My ‘day job’ as an impact measurement consultant in the international development and humanitarian sectors is all about evaluating human consequences of other people’s decisions.
But when it comes to starting my own initiative, I’m realising how difficult some of those decisions can be.
Khushi Kantha (‘Happy Blanket’ in Bengali) aims to create opportunities for mothers in Bangladesh to provide for their children with dignity, by using their existing skills and drawing on their cultural heritage to generate sustainable incomes. We rework the Bengali ‘kantha’ tradition of mothers repurposing old saris into blankets for their babies to meet global hygiene and safety standards, while retaining the principles of ‘reclaim-repurpose-reuse’ and bringing the cultural heritage of Bangladesh to a wider audience.
The idea was inspired by the birth of my half-British, half-Bangladeshi twin daughters and my first-hand experience of working on the humanitarian response to the Rohingya refugee crisis in Bangladesh while I was pregnant.

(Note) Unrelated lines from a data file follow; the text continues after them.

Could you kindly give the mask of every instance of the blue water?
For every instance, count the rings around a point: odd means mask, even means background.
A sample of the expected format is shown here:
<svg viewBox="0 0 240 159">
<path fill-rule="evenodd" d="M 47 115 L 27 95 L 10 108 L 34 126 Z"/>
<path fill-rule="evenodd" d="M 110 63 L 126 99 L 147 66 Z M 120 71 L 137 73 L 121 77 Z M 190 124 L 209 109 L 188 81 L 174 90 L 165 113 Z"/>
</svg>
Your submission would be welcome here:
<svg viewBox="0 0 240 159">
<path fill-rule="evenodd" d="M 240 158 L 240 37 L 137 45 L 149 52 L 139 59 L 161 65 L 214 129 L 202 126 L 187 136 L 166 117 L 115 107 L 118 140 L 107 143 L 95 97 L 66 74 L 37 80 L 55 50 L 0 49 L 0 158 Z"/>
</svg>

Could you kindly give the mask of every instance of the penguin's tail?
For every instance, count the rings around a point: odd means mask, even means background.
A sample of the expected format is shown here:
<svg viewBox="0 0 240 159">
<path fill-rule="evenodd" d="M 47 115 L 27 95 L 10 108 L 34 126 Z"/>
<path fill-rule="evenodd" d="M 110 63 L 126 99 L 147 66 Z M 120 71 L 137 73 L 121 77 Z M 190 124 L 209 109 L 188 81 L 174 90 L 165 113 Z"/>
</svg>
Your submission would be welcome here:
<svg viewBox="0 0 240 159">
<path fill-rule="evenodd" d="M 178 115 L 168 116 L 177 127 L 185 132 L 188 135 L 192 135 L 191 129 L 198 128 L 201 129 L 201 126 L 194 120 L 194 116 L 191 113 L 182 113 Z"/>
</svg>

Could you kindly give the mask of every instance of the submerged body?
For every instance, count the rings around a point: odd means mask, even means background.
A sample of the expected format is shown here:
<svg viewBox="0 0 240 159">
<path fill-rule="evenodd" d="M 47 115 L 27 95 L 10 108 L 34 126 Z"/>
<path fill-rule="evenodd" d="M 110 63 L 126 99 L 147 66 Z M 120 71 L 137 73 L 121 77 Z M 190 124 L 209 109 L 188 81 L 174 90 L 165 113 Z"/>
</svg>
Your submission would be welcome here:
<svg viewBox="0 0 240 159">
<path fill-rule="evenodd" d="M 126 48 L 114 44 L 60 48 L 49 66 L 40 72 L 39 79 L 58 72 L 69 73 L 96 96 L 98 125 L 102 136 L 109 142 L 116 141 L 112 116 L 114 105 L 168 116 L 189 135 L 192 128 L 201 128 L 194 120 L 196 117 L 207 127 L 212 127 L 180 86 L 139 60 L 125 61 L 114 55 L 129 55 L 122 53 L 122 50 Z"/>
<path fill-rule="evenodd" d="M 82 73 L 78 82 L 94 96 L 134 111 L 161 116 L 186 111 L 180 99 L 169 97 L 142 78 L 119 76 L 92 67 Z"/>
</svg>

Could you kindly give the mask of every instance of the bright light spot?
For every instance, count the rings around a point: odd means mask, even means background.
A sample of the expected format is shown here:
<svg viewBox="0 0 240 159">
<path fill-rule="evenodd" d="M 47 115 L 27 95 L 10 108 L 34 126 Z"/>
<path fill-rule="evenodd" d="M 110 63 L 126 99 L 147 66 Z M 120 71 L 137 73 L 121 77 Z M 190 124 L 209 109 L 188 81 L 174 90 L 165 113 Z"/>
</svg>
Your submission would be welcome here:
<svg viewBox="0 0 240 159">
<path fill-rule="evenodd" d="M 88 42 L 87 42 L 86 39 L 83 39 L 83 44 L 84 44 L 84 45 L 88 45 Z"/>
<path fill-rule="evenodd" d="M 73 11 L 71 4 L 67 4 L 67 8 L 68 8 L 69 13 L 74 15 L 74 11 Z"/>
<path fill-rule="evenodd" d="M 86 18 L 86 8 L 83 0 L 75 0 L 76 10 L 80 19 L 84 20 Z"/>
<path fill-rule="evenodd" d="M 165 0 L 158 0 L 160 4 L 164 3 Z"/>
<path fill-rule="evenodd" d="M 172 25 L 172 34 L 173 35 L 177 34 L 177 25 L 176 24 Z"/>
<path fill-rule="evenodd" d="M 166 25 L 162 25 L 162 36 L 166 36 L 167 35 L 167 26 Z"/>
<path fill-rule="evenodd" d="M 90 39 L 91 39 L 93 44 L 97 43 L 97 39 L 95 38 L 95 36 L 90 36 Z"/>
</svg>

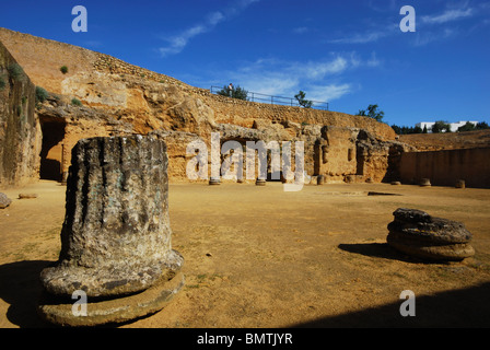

Launching a social enterprise operating between the UK and Bangladesh during a global pandemic has been a challenge! I’ve faced all sorts of logistical issues related to fabric sourcing and figuring out how to start production without travelling to Bangladesh as anticipated.
How much should I ‘pivot’ the original idea in response to changing circumstances and my ongoing learning?
As I navigate these challenges, I’ve been reflecting on this question.
I’ve recently had some samples made in Cox’s Bazar, where the Rohingya refugee camps – and the generous, compassionate Bangladeshi mothers from the host community who inspired me to start Khushi Kantha – are based. Unfortunately, the quality wasn’t what I’d hoped.
So I’ve decided to establish production initially in Dinajpur, in the North-West of Bangladesh, where my sister-in-law lives. As a talented seamstress, Rosa can play a quality control function.
Over 12 million families in Bangladesh live in poverty. Poverty rates in Dinajpur are even higher than in Cox’s Bazar, as I’ve witnessed myself, through my experience of living and working in both places.
Overall, Bangladesh has been making tangible progress in reducing poverty over the past two decades – but there are still millions of mothers struggling to provide the basics for their children, and the impacts of COVID-19 have pushed many families deeper into poverty. I want to start creating opportunities for mothers in Bangladesh as soon as possible. The travel restrictions imposed by the pandemic are making this challenging. If it’s not feasible to establish production in Cox’s Bazar from a distance right now, it makes sense to start with mothers in Dinajpur.
Some of the questions I’ve been grappling with have been even more fundamental.
What should I be investing my time and energy in?
I’m well-versed in ‘best practice’ approaches to measuring women’s empowerment through my ‘day job’. As such, I was all set to establish a sophisticated participatory, multi-dimensional monitoring and evaluation system. In fact, this was about the only bit of attempting to establish a social enterprise that felt very much within my comfort zone.
But then one of the trainers in the ‘Theory of Change’ session I participated in through the Cambridge Social Ventures incubator highlighting that the more time and energy I’m spending on monitoring and evaluation, the less effort I can invest in selling blankets, which is ultimately how I’m going to achieve the impacts I’m seeking to measure.
She suggested I ‘keep things simple’.
This has been the most valuable advice I’ve been given in relation to just about every obstacle I’ve encountered so far - from figuring out my supply chain, to communicating what I’m trying to do, and building a financial model.
To what extent should I be contributing to women’s empowerment in a more transformational sense, as part of Khushi Kantha’s commitment to #buildbackbetter?
The income generation opportunities we will create are compatible with existing childcare and household responsibilities. The blankets are totally hand-stitched, which means they can be made at home, in between other tasks. Ultimately, I would love to offer childcare facilities – but we’re not there yet.
But is partnering with Khushi Kantha just going to increase the number of hours women already work? Should I be advocating for a more equal division of household labour to accompany mothers’ partnership with Khushi Kantha?
My sense is ‘not yet’ – ‘waltzing in’ and trying to instigate social change within communities can be dangerous. First, we need to establish trust, and demonstrate tangible positive impacts of our presence.
Time and time again, I’ve been amazed by the resilience and generosity of Bangladeshi mothers living below the poverty line. This is what is inspiring me to contribute to the #buildbackbetter movement, by harnessing the collaborative power of a global community of mothers to build better futures for the next generation.
What does ‘empowerment’ mean to you, and how are you navigating these questions?